Unresectable or recurrent GC treated with ICIs was investigated. Using unenhanced CT, the liver-to-spleen CT attenuation ratio (LSR) was calculated as a parameter of hepatic steatosis. LSR was compared with the presence of sarcopenia and inflammatory markers including neutrophil-to-lymphocyte ratio (NLR), platelet-to-lymphocyte ratio (PLR), and monocyte-to-lymphocyte ratio (MLR). These parameters were also compared with disease-specific survival (DSS) and progression-free survival (PFS). Associations of LSR with insulin-like growth factor 1 (IGF-1) and growth hormone were also evaluated.
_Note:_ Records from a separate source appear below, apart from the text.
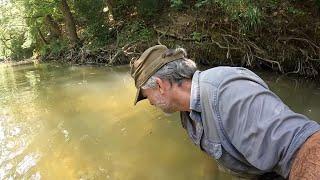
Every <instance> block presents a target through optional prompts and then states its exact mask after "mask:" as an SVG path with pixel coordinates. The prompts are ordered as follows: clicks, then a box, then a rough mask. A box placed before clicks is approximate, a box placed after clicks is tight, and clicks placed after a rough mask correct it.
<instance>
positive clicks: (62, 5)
mask: <svg viewBox="0 0 320 180" xmlns="http://www.w3.org/2000/svg"><path fill="white" fill-rule="evenodd" d="M60 10H61V12H62V14H63V16H64V19H65V21H66V31H67V33H68V37H69V40H70V42H71V45H72V46H76V45H77V44H79V42H80V40H79V38H78V35H77V29H76V24H75V22H74V18H73V16H72V13H71V11H70V8H69V6H68V3H67V1H66V0H61V3H60Z"/></svg>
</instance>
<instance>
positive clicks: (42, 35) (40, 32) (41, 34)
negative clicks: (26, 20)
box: [37, 28, 48, 44]
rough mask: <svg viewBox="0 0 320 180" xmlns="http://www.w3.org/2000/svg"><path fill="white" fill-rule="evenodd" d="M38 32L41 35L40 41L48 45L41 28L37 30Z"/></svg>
mask: <svg viewBox="0 0 320 180" xmlns="http://www.w3.org/2000/svg"><path fill="white" fill-rule="evenodd" d="M37 30H38V33H39V36H40V39H41V40H42V41H43V43H45V44H48V42H47V40H46V38H45V37H44V36H43V34H42V32H41V30H40V28H37Z"/></svg>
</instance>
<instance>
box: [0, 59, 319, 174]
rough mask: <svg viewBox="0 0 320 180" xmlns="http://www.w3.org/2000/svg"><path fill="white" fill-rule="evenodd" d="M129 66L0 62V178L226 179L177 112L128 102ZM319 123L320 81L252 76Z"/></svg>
mask: <svg viewBox="0 0 320 180" xmlns="http://www.w3.org/2000/svg"><path fill="white" fill-rule="evenodd" d="M128 71H129V67H128V66H122V67H114V68H109V67H87V66H85V67H83V66H62V65H53V64H51V65H50V64H40V65H36V66H34V65H25V66H16V67H0V145H1V146H0V179H23V178H24V179H172V180H176V179H225V180H226V179H231V177H230V176H228V175H226V174H224V173H222V172H219V170H218V169H217V167H216V165H215V162H214V160H213V159H211V158H210V157H209V156H207V155H206V154H205V153H203V152H201V151H200V150H199V149H197V148H196V147H195V146H194V145H193V144H192V142H191V141H190V140H189V139H188V137H187V134H186V133H185V131H184V130H183V129H182V127H181V125H180V120H179V117H178V114H173V115H171V116H166V115H164V114H163V113H162V112H161V111H159V110H157V109H155V108H153V107H150V106H149V103H148V102H142V103H139V104H138V105H137V106H133V99H134V95H135V88H134V84H133V81H132V79H131V77H130V75H129V72H128ZM258 74H260V75H261V76H262V77H263V79H265V80H266V82H267V83H268V84H269V86H270V88H271V89H273V90H274V92H275V93H276V94H278V95H279V96H280V97H281V98H282V99H283V100H284V101H285V102H286V103H287V104H288V105H289V106H290V107H291V108H292V109H294V110H295V111H298V112H300V113H303V114H305V115H307V116H309V117H310V118H312V119H315V120H317V119H318V120H320V85H319V84H317V83H314V82H307V81H300V80H295V79H291V78H287V77H279V76H275V75H271V74H270V73H261V72H260V73H258Z"/></svg>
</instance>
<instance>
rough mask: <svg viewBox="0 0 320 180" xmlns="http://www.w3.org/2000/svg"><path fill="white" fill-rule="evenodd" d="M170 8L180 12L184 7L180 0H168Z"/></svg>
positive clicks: (184, 5)
mask: <svg viewBox="0 0 320 180" xmlns="http://www.w3.org/2000/svg"><path fill="white" fill-rule="evenodd" d="M170 7H172V8H174V9H176V10H182V9H183V8H184V7H186V5H185V4H184V2H183V1H182V0H170Z"/></svg>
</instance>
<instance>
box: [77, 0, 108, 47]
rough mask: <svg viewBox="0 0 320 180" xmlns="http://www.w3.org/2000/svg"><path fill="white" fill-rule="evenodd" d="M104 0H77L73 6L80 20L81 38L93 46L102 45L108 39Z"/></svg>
mask: <svg viewBox="0 0 320 180" xmlns="http://www.w3.org/2000/svg"><path fill="white" fill-rule="evenodd" d="M105 4H106V3H105V1H104V0H77V1H75V4H74V7H75V9H76V12H77V17H78V19H79V20H82V21H83V22H82V25H83V29H84V31H83V33H82V36H83V37H82V39H85V41H86V42H87V43H90V44H91V45H93V46H98V47H101V46H104V45H105V44H106V43H107V42H108V40H109V25H108V24H107V22H106V19H105V16H106V15H105V13H104V12H103V8H104V7H105Z"/></svg>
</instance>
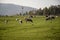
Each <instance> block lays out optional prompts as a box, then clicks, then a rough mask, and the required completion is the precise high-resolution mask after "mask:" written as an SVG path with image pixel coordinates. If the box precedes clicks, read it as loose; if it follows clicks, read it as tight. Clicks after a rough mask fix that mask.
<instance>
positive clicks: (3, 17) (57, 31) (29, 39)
mask: <svg viewBox="0 0 60 40" xmlns="http://www.w3.org/2000/svg"><path fill="white" fill-rule="evenodd" d="M16 18H19V19H22V20H23V23H22V24H20V23H19V22H18V21H16ZM4 19H7V20H9V21H8V23H7V24H5V23H4ZM0 40H60V17H59V16H58V17H57V18H55V19H54V20H52V22H51V20H48V21H46V20H45V17H44V16H37V17H34V18H33V23H31V22H27V23H26V22H25V20H24V17H23V16H13V17H0Z"/></svg>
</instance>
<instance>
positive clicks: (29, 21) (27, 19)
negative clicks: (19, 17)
mask: <svg viewBox="0 0 60 40" xmlns="http://www.w3.org/2000/svg"><path fill="white" fill-rule="evenodd" d="M25 20H26V22H32V23H33V20H32V19H30V18H25Z"/></svg>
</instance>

A total of 70 patients were investigated. LSR of sarcopenia patients was significantly lower than that of non-sarcopenic ones (p = 0.02). LSR showed significant negative correlations with NLR, PLR, and MLR (p = 0.003, 0.03, 0.01, respectively). Lower LSR was significantly associated with a higher level of serum IGF-1 (p = 0.03). In univariate analysis, LSR was significantly correlated with DSS and PFS (both p < 0.0001), and multivariate analysis demonstrated that LSR was the independent prognostic factor for both DSS and PFS (both p = 0.01). ROC analysis demonstrated that LSR >1.263 was a good predictive marker for favorable DSS (>5.3 months) with an AUC of 0.80.

Hepatic steatosis can be a promising prognostic biomarker for ICI therapy of GC, associated with sarcopenia and the elevation of inflammatory markers. Our data suggested that GC with steatohepatitis might be less responsive to ICI therapy.